1. Recognize Their Developmental Drive
Imagine your teen’s brain is like a massive 1,000-piece puzzle they’re desperately trying to complete. The challenge? Some pieces are missing, others don’t fit yet, and they’re grabbing random pieces from other people’s puzzles—friends, social media, overheard conversations—and forcing them into place.
Why? Because they want to seem knowledgeable and capable—even when the pieces clearly don’t fit.
Our instinct is to jump in and say, “Nope! That’s the wrong piece!” every single time. But if we correct them too much, they might get frustrated and give up on figuring things out for themselves. If we ignore them completely, they might keep forcing the wrong pieces into place.
Instead, aim for a middle ground—respond in ways that guide them without shutting them down.
2. Pause Before Responding
When your teen says something that’s incorrect or irritating, take a breath. You don’t have to respond immediately. Pausing gives you a moment to choose how you want to react rather than automatically correcting or snapping. Sometimes just giving a little space can diffuse your frustration.
3. Validate Their Desire to Be Heard
Even if what they say is off-base, you can acknowledge their input. Try something like, “That’s an interesting perspective,” or “I appreciate you sharing your thoughts.” This doesn’t mean you agree with them—it just shows you respect that they’re thinking and contributing.
4. Guide Them to Think Critically
Instead of directly correcting them, ask questions that encourage reflection. You could say, “Hmm, that’s an idea. Where did you hear that?” or “What makes you think that’s true?” This invites them to examine their sources and think deeper rather than just spouting off opinions.

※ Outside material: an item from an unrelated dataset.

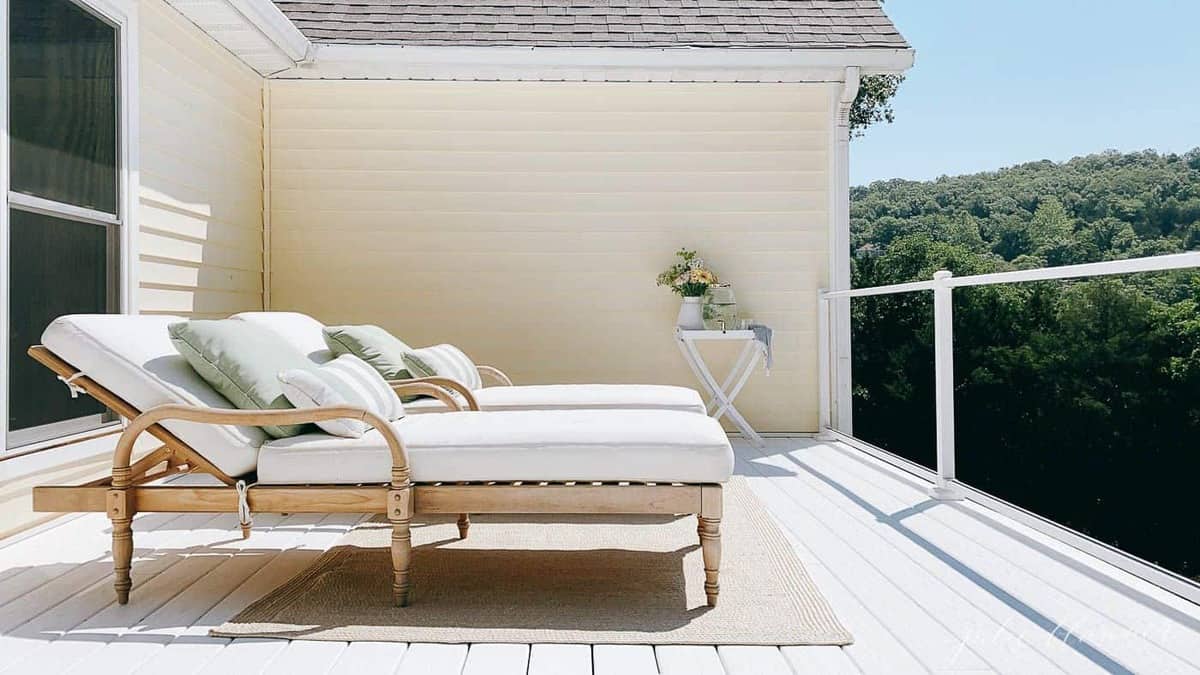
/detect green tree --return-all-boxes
[850,74,905,138]
[849,148,1200,580]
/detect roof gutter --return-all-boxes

5. Choose When to Correct—and When to Let It Go
If the misinformation is harmless, sometimes it’s okay to let it slide. Teens often figure things out on their own, especially when not met with immediate correction. But if it’s something significant—like a fact younger siblings might believe—you can gently clarify. Try saying, “That’s a common misconception. Actually…” or “I used to think that too, but I learned…”
6. Have Private Conversations When Needed
If you’re concerned about younger kids hearing incorrect information, you can address it later in private. Pull your teen aside and say, “I love that you’re speaking up, but I was concerned when you said [X] earlier because it wasn’t accurate. Let’s figure out the right info together.” This helps avoid embarrassing them in front of others.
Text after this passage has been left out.